Take, for example, the work of Melodie Putnam, director of OSU’s Plant Clinic.  

The Plant Clinic has been described by some as the “Center for Disease Control and Prevention (CDC) of plants.” As its director, Putnam specializes in the diagnosis of diseases and disorders in plants.  

“We solve mysteries,” Putnam said, summarizing the clinic’s work. “When commercial growers, or the people who work for them have problems with their plants, and they don’t know what the problem is, they send the plants to us.” 

Associated with the National Plant Diagnostic Network, the OSU Plant Clinic is home to catalogues of diagnostic information and disease data that are continually mined for epidemiological information.  

This clearinghouse of data is used to identify trends to help predict the behavior of pathogens. Hearing Putnam talk about the Plant Clinic, one can’t help but see similarities between her work with plants and current conversations dominating the public sphere around our evolving understanding of the behavior of the virus that causes COVID-19.  

We wondered if in fact there were conversations happening with scientists who studied different species of both plants and animals and how pathogens interact with them.  

Enter Dr. Valerian Dolja, a professor in the Department of Botany and Plant Pathology who focuses on plant cell biology, virology and biotechnology. This includes comparative genomics and the evolution of viruses.  

Seizing the opportunity to relate his classes to current events, Dolja is already teaching courses that explore how plants could potentially produce a vaccine for viruses such as the novel coronavirus that causes COVID-19.  

“We use real experiences with plant biotechnology so that students can learn about the virus with the goal to unlock the possibility of designing ways to make plants produce a vaccine, Dolja said.  

Valerian Dolja holding plant in a greenhouse

While theoretical in nature, it is based on science in viral taxonomy—the process of identifying viruses and placing them into a “taxa” or particular species using a common system.  

Dolja further explained the unique nature of viruses and why it has been historically such a fragmented process to understand how they behave across plants, humans, and animals.  

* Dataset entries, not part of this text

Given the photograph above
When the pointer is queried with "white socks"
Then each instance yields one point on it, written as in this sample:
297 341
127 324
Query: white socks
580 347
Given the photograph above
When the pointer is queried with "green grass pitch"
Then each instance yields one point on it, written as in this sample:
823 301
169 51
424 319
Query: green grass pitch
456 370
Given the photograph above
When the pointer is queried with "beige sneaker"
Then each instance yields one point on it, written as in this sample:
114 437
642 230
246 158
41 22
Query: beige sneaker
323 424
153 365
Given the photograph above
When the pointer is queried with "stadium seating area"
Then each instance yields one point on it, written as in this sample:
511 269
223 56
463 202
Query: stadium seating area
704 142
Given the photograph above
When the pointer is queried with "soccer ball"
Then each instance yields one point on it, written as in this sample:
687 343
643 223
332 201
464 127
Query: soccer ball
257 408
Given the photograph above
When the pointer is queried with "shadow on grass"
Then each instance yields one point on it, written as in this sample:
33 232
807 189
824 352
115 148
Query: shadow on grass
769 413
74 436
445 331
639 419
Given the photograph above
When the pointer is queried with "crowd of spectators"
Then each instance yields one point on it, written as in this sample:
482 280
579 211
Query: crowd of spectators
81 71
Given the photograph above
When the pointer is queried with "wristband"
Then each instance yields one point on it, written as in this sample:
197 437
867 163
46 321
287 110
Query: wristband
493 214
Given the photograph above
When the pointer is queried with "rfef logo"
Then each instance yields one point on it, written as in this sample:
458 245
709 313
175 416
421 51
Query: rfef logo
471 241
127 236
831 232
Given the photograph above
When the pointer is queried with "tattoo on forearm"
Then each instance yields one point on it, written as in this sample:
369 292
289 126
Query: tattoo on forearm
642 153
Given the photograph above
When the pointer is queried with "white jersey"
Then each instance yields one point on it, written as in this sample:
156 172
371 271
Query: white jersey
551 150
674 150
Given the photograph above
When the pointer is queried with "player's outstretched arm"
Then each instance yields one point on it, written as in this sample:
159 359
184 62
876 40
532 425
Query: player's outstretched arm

“All life is related except for viruses. The protein-making machinery, DNA, unifies all cells of different kinds. From small parasites to elephants, we all share something. We can put together a tree of life. But that’s just not the case for viruses. Some viruses have nothing in common.”  

Wait, what?  

Viruses are microscopic parasites. Unlike other biological species, they cannot thrive and reproduce outside of a host body.  

According to a 2008 Scientific American article titled “Are viruses alive?” the author summarizes viruses as being in the “gray area between living and nonliving.”   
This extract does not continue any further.